ディテールの積み重ねが、紡ぐ日常を増幅させる



 本作は、のん演じる一人の女性「すず」の日常を日記形式で丁寧に綴るアニメ作品である。子供の頃のエピソードから始まり、18歳でお嫁に行った先での日々を描いていく。シンプルにそれだけを描いている。起きて朝ご飯の支度をして、洗濯をして掃除をする。ご近所さんとのおつきあいがあり、たまには実家に戻り、また帰ってくる。その繰り返し。戦時下の激動の時代に翻弄される女性といったような、大河ロマンのような大げさのものはほとんどなく、平凡な日常生活にそっと寄り添い見つめているのがこの映画の基本だ。


 もちろんそうした生活の中にも日々のドラマがあるのだが、戦時中の物不足の中で色々と工夫してご飯を作ったり、義姉との関係のストレスから円形脱毛症になったりと、日常で起こりそうな些細なことにフォーカスしていることがほとんどだ。(円形脱毛症のくだりは些細なことではないかもしれないが。。)しかし、このような何気ない日常の積み重ねにも関わらず、何故か飽きることなくむしろどんどん画面に引き込まれてしまうのである。戦時中の日常の描写を、違和感なく「自分ゴト化」してしまい「感情移入」させられてしまうのだ。

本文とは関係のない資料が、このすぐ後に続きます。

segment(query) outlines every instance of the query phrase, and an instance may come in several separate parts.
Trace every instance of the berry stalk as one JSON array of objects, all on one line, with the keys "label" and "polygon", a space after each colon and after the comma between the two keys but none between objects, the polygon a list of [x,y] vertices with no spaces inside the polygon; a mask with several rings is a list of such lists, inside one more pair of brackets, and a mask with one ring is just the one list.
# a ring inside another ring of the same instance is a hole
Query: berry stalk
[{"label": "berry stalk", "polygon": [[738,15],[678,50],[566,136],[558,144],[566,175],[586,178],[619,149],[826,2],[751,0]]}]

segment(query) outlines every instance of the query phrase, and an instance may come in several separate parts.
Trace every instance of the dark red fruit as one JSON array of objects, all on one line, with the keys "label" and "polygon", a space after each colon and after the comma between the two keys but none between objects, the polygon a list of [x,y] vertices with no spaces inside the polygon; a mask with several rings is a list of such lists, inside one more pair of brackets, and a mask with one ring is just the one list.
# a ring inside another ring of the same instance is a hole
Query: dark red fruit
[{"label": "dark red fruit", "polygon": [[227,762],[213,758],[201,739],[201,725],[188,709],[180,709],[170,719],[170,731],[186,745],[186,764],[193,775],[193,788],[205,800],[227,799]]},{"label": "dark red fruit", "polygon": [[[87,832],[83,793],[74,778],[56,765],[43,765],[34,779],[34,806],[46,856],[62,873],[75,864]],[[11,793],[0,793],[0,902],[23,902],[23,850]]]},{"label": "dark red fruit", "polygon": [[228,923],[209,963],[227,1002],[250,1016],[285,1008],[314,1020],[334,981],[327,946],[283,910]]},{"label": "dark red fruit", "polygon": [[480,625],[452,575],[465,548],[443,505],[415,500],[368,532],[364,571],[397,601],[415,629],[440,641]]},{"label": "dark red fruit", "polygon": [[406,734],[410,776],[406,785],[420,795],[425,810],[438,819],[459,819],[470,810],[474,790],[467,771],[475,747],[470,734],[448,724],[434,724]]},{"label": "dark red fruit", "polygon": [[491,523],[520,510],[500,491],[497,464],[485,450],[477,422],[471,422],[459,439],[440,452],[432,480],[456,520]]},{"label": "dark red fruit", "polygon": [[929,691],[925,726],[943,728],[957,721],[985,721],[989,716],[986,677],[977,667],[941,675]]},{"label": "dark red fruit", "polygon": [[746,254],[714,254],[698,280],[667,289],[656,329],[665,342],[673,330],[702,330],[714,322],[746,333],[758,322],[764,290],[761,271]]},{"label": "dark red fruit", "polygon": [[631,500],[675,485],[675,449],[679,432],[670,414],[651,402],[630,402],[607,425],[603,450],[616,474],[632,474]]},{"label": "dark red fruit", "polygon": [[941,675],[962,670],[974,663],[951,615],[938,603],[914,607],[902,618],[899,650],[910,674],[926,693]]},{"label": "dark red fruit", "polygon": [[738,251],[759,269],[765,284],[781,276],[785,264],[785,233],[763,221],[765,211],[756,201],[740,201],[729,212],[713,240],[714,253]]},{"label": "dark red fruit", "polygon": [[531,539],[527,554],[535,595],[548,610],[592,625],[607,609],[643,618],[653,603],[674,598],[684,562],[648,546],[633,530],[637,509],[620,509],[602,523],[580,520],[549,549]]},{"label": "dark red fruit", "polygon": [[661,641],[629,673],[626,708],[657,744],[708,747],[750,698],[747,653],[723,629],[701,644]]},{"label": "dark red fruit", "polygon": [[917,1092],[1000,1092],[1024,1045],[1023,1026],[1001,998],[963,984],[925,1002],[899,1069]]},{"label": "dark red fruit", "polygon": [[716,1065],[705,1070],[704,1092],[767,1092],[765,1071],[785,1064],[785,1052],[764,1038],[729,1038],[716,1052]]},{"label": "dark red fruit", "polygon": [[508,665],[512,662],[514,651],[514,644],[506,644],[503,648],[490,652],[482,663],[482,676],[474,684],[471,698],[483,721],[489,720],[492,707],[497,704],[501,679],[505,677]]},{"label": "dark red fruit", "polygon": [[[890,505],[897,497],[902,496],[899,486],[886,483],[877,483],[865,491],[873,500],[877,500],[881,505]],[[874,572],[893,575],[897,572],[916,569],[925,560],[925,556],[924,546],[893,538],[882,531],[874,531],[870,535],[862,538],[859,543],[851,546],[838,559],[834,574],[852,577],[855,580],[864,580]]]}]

 これは、緻密な表現ディテールを徹底した片渕須直監督の力量によることが大きい。映画の舞台となる広島県呉市の町並みや戦時下の生活を、監督が徹底的にリサーチして作品に反映させているのは有名な話であるが、監督がディテールにこだわったのはそこだけにとどまらない。アニメならではの表現手法にもそのこだわりが反映されている。


 監督のインタビューによると、通常日本のアニメでは「中抜き」と呼ばれ、原画と原画の間の中間ポーズを描いた「中割り」を入れないことが多いのだが、この作品ではあえて中割りを入れることによりキャラクターの動きを細かくし、本当にリアルに動いているように見えるようにしたというのである。例えば、ご飯を食べるシーンひとつを取っても、お箸をつかんだら、お椀の方の手でお箸を支えて、利き手が持ち替える仕草まで描いているのだそう。


 一見すると気づかないこのこだわりの積み重ねが、スクリーンを普遍的な「人の営み」で満たしていく。映画の中の日常と観客の日常がどんどんシンクロし「感情移入」していってしまうのだ。


 また、『この世界の(さらにいくつもの)片隅に』では、そこに、夫婦間の感情の揺れ、新たな友人との関係といった要素が、さらなるエピソードの積み重ねによって補完され、日常の営みとそれに付随してくるドラマが、より一層心に響いてくる構造となっている。




 そしてこの日常の体感が映画の基本となっていることから、当時の戦争というものが非日常のことには感じられず、戦争が日常に侵食してくる感覚をその身で体感せざるをえないのである。戦争というテーマを前面に押し出すことなく、観客に日常として体感させることにより、結果、戦争という恐ろしく異様な事態が「非日常」ではなく「日常」にある現実として、観ている側に押し寄せてくるのである。